Ela perguntou qual era a nossa língua e eu disse português. E ela disse: “Sim,
sim, mas isso é a língua oficial. Mas depois existem as línguas de Angola. Qual
é a língua que tu falas?” E eu respondi que nenhuma. E ela disse: “Como é que
tu queres ser africano? Só porque nasceste lá?” Eu quis justificar que nós, em
Angola, procurámos destribalizar, dar uma noção de unicidade, de identidade
comum. Mas, ao mesmo tempo, não podia negar que era prejudicial relegar as
nossas línguas ao esquecimento e não termos aprendido mais esse elemento
cultural que nos identificasse. Senti-me um bocado diminuído perante os meus
colegas africanos.
(Risos)
E ainda não corrigi isso. Mas é um objectivo de
vida, aprender pelo menos uma das línguas nacionais. Eu tenho até alguma
facilidade em línguas, então quero aprender Kimbundu que é da minha região, mas
porque não outra também?
Maka: Para além da música, que outros interesses
tinha?
Luaty: A
música, para mim, sempre foi um escape, sempre foi uma maneira de libertar
coisas que eu tinha dentro. Eu não queria tirar a pureza dessa coisa,
dependendo dela financeiramente. Ia acabar por deturpar a minha maneira de
encarar a arte e a música. Então sempre quis mantê-la nesse canto
de não dependência financeira.
[O meu interesse] era mais no ramo da política.
Comecei a interessar-me pela maneira como funcionavam as coisas. E na altura
comuniquei ao meu pai que queria fazer ciências políticas e ele perguntou-me
porquê. Eu disse que queria perceber o mundo. Ele disse-me: “Se queres perceber
o mundo então faz economia.” E eu acatei e não me arrependo.
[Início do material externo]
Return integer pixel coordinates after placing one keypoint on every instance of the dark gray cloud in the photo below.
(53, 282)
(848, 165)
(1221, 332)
Foi o que eu fiz em França, fiz outra licenciatura,
em economia.
Nessa altura, os estudantes universitários, por
todo o país, bloquearam as universidades [em protesto]. E, então, eu participei
nesse bloqueio, mais por uma questão de solidariedade.
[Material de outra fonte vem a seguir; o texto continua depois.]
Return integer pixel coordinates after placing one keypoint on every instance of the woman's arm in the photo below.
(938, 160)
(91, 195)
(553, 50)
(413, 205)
Maka: E foi aí que começou um pouco a sua de
consciência cívica?
Luaty: Não, eu
já tinha estado numa manifestação na Inglaterra, em que saímos de Plymouth para
Londres. Foi a primeira grande manifestação depois do fim da Segunda Guerra
Mundial, com um milhão e tal, dois milhões de pessoas nas ruas de Londres por
causa da guerra no Iraque.
Maka: Isso foi em Março de 2003.
Luaty: Exacto.
Aquilo despertou em mim sensações e emoções fortes. França foi a segunda
experiência. Também foi assim muito intenso porque bloquear a universidade,
dormir lá dentro. Fiquei lá a dormir durante duas semanas.
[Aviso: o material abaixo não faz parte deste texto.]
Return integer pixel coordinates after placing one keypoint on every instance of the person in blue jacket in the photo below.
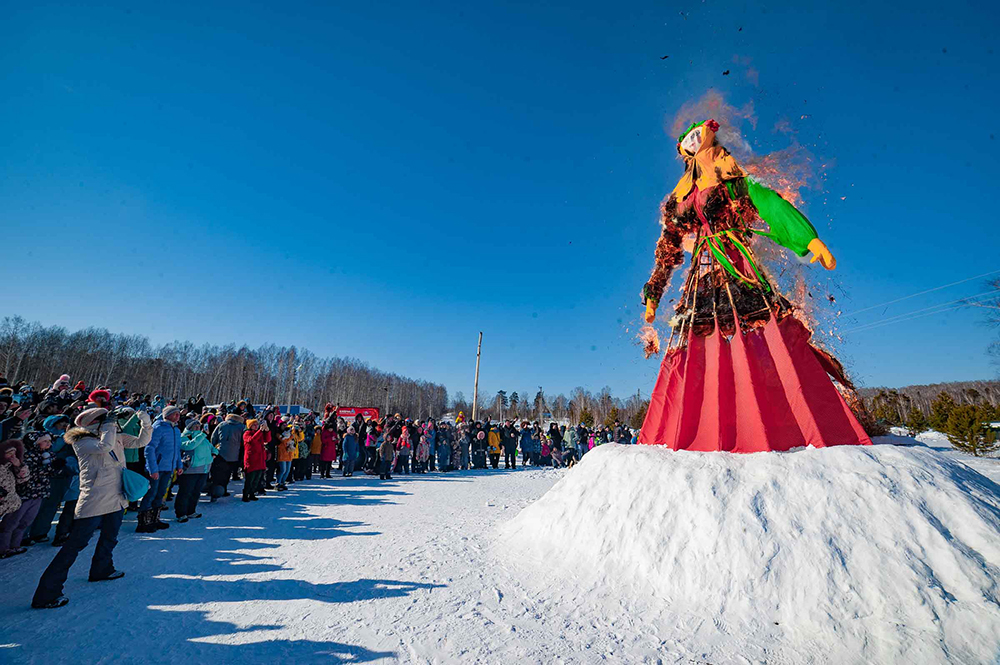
(189, 486)
(163, 458)
(527, 444)
(350, 454)
(56, 426)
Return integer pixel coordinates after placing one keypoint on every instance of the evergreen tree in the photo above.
(941, 409)
(916, 422)
(968, 431)
(612, 416)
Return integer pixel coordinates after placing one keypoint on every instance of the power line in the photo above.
(892, 319)
(885, 323)
(914, 295)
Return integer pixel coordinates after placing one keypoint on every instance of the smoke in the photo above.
(795, 172)
(730, 118)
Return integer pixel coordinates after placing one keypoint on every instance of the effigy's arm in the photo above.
(788, 227)
(669, 255)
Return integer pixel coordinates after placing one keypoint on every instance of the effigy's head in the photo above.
(696, 137)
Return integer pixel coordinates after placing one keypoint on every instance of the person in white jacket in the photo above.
(100, 448)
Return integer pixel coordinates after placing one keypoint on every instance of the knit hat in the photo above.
(7, 445)
(33, 436)
(50, 423)
(87, 418)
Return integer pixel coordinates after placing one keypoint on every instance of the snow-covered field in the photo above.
(452, 568)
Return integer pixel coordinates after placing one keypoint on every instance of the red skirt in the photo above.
(759, 391)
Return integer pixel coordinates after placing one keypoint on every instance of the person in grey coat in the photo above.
(100, 451)
(228, 438)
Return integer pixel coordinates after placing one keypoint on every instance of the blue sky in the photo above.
(392, 178)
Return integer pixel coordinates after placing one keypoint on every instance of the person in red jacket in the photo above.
(329, 453)
(254, 457)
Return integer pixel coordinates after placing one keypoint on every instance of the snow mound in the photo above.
(865, 554)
Maka: E então terminou a licenciatura em economia,
em França, e depois voltou para Luanda?
Luaty:
Exactamente. Sempre a meio do curso tem aquele… Não sei se a palavra existe em
português, que é aquele homesickness…
Maka: Saudades da terra.
Luaty: Pois, eu
já estava a sentir a chamada, que estava na hora. Também o meu pai morreu,
entretanto, em 2006. Estava já com muita vontade de voltar para o meu país.
Maka: Falemos dessa viagem de regresso a Angola.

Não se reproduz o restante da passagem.